Do we need to be super awesome ALLLL the time?
Being awesome can be exhausting! You work super hard for a particular project and it smashes it's goals. Everyone congratulates you and you get that beautiful warm feeling of satisfaction and completeness. Ahhh...You take yourself out for a congratulatory drink and the next morning, people are still shaking your hand and giving you knowing nods. But then in the afternoon meeting with your boss, they move right onto the next big project that's super urgent and important. They want you to take point on it as you did so well with the last one. What the...where's the chill time? What about the last big push, don't I get some space? Well, actually, no.
The same could be said for working in your own business. You smash your target for the quarter - but the next day the new quarter starts and the bills don't rest; finish writing that book - now it's time to promote it; you kill a job for a client - but there is always so much more to do. Argh!
I know what you are thinking, who asked Mr Happy motivational speaker to write a blog today? Glad we followed you, Andrew! But stay with me as there is a point I promise.
My question is, does being awesome have to be the main way to feeling good? If you weren't 'on' all the time, would that be ok? It's an important question as it's likely, from time to time, you don't hit the high notes, you can't close the deal, the customer says no or you just mess up.
What do you do then? Freak out and get depressed? Go on a bender of booze/Netflix/food for all three? (sounds quite good actually haha) It's likely you will. Or you double down on the next project to really smash it out of the park. But what if something like a worldwide pandemic comes along and you can't work, then you are really fucked.
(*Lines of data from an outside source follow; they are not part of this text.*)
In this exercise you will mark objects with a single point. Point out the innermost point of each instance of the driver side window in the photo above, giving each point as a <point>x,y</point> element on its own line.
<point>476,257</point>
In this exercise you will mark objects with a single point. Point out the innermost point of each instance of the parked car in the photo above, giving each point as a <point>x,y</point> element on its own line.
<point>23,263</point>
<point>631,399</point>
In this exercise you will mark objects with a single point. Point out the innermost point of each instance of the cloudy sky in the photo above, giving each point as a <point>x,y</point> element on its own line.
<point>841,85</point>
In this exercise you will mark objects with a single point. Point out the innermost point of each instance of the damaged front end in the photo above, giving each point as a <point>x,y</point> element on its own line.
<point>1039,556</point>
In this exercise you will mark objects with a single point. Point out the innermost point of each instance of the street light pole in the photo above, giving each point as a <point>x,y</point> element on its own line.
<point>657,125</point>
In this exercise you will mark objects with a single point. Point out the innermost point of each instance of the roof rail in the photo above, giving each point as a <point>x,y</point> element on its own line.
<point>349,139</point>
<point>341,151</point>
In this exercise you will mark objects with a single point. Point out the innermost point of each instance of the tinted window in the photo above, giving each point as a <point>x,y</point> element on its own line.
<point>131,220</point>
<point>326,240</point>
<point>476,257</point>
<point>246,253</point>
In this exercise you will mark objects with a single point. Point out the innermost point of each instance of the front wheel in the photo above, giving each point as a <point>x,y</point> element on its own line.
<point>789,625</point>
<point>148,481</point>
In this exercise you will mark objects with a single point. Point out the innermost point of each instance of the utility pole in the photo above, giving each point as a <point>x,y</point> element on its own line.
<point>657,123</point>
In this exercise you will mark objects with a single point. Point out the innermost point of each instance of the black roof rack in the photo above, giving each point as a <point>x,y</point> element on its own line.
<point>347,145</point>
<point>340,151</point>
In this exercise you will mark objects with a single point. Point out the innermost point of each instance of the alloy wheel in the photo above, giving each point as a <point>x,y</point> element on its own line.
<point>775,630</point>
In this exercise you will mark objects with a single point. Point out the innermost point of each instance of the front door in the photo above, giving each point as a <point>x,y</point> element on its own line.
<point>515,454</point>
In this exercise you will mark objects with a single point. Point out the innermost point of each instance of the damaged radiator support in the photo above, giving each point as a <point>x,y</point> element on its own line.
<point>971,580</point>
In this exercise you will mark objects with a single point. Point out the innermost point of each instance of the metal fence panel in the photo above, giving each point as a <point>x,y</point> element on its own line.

The reason for this blog today is that I recently discovered that one of my most successful friends is actually suffering severe mental health challenges. He has it all (by outward appearances) but doesn't know how to just be fulfilled where he is right now. COVID was really tough on him as he couldn't work and achieve. It's a damn shame that we have a society that reaching the top of the mountain often is depicted as being rich and when you get it, you realise it was the wrong mountain.
So it's kinda important to learn how to separate our emotions from the performance we achieve. I know this roller coaster well as I did it for about 20 years! It was productive as hell, three degrees, sports achievements, work success, but it was a bit exhausting too. I realise now that I could have achieved just as much without the highs and lows if I just knew how. To be honest, I'm still working on it. I kick my ass often when I don't feel like I am doing enough, but I'm trying!
My exploration of this space has come up with a few key beliefs to live by and today I want to share the most important one that has helped me. It's all about balance...
there will always be ups and downs, light and dark, success and failure and in equal amounts so don't chase the light and hide from the shade. Embrace both sides, they are equally important for your fulillment.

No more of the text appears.